Warning! Warning! Warning!
“You don’t have to take those bags, though. You can provide your own,” one of our number commented through slightly gritted teeth.
“Have you ever tried that?” The conversation ball was nonchalantly lobbed back over the net by our guest, “It’s impossible to avoid coming away without at least a handful of the things.”
Action stations! Man the defences!
“We’ve never found…” The calming voice of reason. Interrupted.
“It was easier when we had the fire and I could just burn them.”
KABAM!! Direct Hit!Pandemonium!
“…releasing toxic gases…plastic filled landfills…never breaks down…for future generations…” When one of us paused for breath, another picked up the baton and ran, no sprinted, with it. “…unnecessary…plastic wrapped corncobs…more wrapping than product…”
It was only the gentle chuckle that brought us round. We’d done it again.
We’d got on our high horse.
A collective throat clearing and decorum gathering, and then The Bean Counter artfully turned the conversation to a subject close to all our hearts: The FIFA World Cup in general and our hard fought pool for the honour of the family trophy, The Smartarse Award, in particular.

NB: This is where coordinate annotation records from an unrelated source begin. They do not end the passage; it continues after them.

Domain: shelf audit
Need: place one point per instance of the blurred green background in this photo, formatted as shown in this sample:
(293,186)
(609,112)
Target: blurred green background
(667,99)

One of the last times the Homestead received the Smartarse Award (2002). An occurence so rare it deserves formal attire and an Uruk-hai guard
While we may not be experts, even on The Beautiful Game, the Homestead is basking in a little glory today as one amongst us got the correct result in this morning’s game. Yes! 3 points; the Homestead is on the board! As this same Homesteader has picked Bosnia and Herzegovina for outright victory, it may be a fleeting triumph but one which will be celebrated with a couple of squares of Whittakers chocolate and maybe even a glass of pinot gris.
Celebrating the small stuff may just be the secret for keeping non-experts happy and off their high horses.
The snowdrops’ are out! All the more reason to disembark the horse and celebrate the small.